É histórico o desmando na saúde pública, com os casos de corrupção sendo escancarados no Estado a partir desse atual governo, quando seguidos secretários estaduais de Saúde saíram fazendo denúncias gravíssimas sobre uma corrupção endêmica enraizada na saúde pública estadual.
Embora tenha sido uma surpresa que secretários demissionários tenham aberto a boca para fazer denúncia, não foi necessariamente uma surpresa para a população os casos de corrupção, uma vez que o setor da saúde sempre foi usado como moeda eleitoral a cada governo, com a secretaria sendo entregue em troca de apoio político-partidário.
De tudo que estamos assistindo e vivenciando hoje, com hospitais colapsados e falta de material, a principal culpa recai sobre a corrupção histórica no setor da saúde, em todos os níveis de governo. E a falta de estrutura começa no atendimento básico, ou seja, na saúde municipal, e estoura na saúde estadual.
A população roraimense sabe disso muito antes do coronavírus e bem antes da imigração desordenada, com a chegada em massa de venezuelanos, que só fez piorar a superlotação nas unidades de saúde.
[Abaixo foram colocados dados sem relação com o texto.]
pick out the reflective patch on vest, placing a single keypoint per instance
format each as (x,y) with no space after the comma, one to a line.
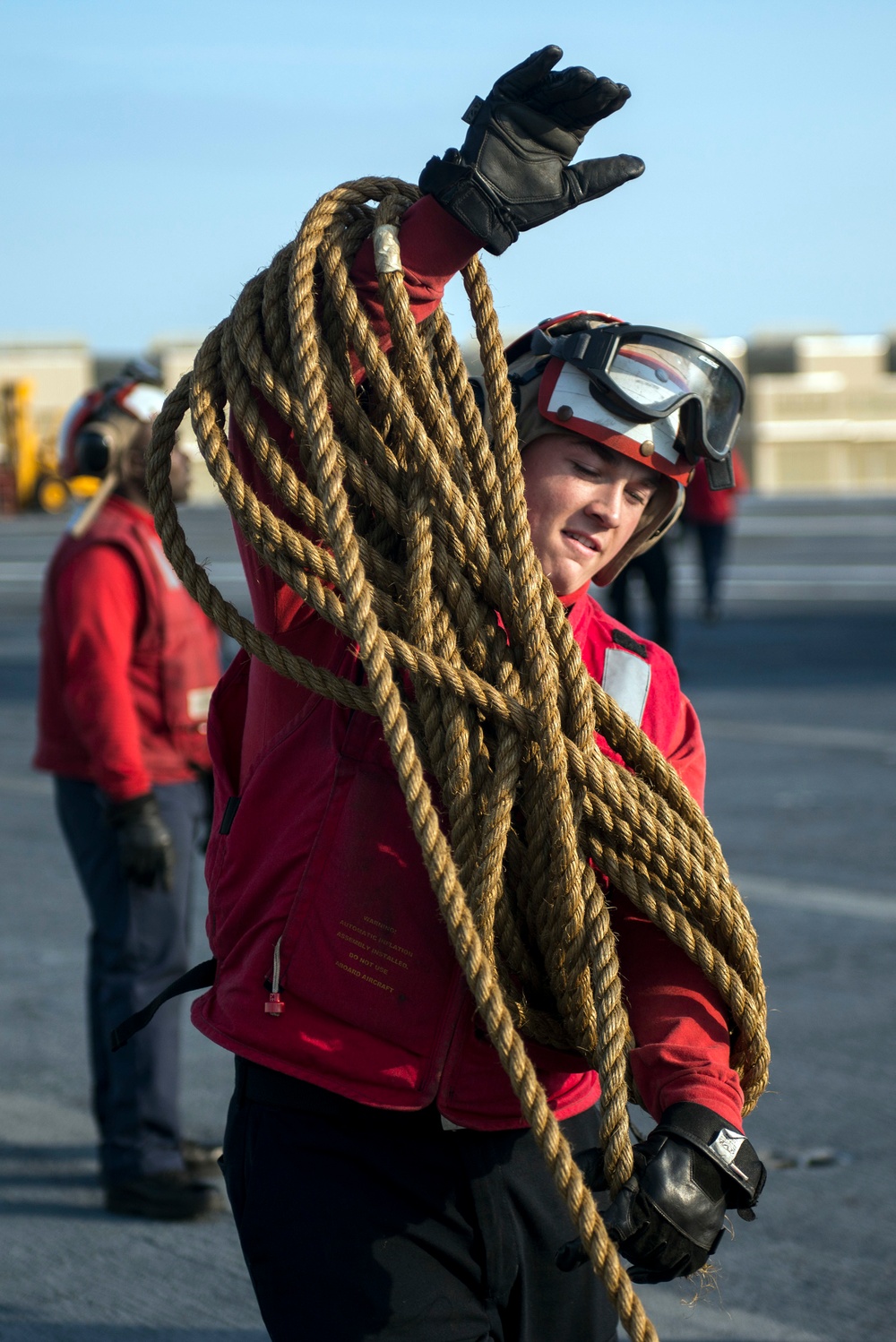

O grande vírus da corrupção já matava e tirava a dignidade das pessoas nas quilométricas filas de espera e nos hospitais onde as pessoas morriam por falta de estrutura adequada, de atendimento precário e por falta material médico hospitalar.
O momento atual é consequência do que se passou nas entranhas da saúde em todos os governos. E parece que a população não quer enxergar isso, pois na campanha eleitoral a saúde pública, que pela lógica deveria ser a principal bandeira da campanha eleitoral, foi esquecida não apenas pelos políticos, mas pelos eleitores que se submeteram à ausência dos cuidados básicos nem cobraram de seus candidatos a saúde como prioridade.
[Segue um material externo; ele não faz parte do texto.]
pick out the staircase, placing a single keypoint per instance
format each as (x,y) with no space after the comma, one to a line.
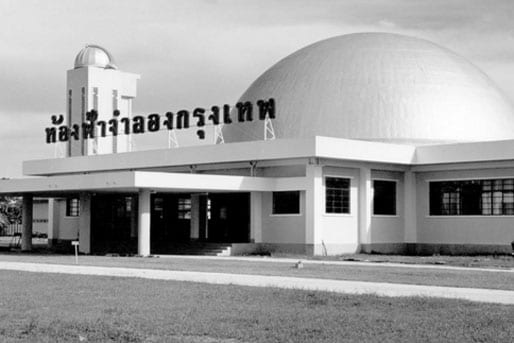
(196,248)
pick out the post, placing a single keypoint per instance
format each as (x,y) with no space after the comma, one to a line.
(85,223)
(365,200)
(143,237)
(26,236)
(256,217)
(410,204)
(313,206)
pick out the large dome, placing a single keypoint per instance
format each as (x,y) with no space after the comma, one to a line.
(380,87)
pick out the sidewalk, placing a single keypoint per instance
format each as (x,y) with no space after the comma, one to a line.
(337,263)
(338,286)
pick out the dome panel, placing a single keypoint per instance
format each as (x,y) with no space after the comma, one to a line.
(94,56)
(380,87)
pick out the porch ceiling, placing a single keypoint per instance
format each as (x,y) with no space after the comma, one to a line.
(132,181)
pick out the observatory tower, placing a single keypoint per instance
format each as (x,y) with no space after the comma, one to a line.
(95,83)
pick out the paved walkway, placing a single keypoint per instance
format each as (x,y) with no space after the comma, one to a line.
(338,286)
(339,263)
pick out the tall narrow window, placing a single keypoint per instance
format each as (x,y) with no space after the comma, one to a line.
(337,195)
(72,207)
(286,202)
(95,106)
(384,197)
(115,107)
(83,116)
(69,120)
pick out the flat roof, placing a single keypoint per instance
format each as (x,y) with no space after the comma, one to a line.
(279,149)
(132,181)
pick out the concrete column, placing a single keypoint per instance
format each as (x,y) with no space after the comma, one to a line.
(143,238)
(313,206)
(133,217)
(365,204)
(26,235)
(85,224)
(53,221)
(256,217)
(410,217)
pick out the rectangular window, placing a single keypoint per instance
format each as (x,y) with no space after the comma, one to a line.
(337,195)
(472,197)
(286,202)
(72,207)
(384,197)
(184,208)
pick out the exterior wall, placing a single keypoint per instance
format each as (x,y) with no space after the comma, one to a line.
(492,231)
(384,228)
(289,229)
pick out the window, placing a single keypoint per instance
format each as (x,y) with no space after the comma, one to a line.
(384,197)
(472,197)
(286,202)
(184,208)
(337,195)
(72,207)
Hoje estamos pagando a conta de tudo isso, somado à ignorância que campeia o território livre das redes sociais, que transforma calamidade em disputa ideológica ou partidária, ciência em questionamento por intelectuais de mesa de bar, bom senso em teorias conspiratórias religiosas ou de lavagem cerebral em pessoas incautas que creem em todo tipo de fake news.
Mas havemos de ter a consciência de que a corrupção é o grande vírus a ser combatido. E o curioso é que a Comissão Parlamentar de Inquérito (CPI) que investiga a saúde pública estadual até hoje vive no berço esplêndido do silêncio.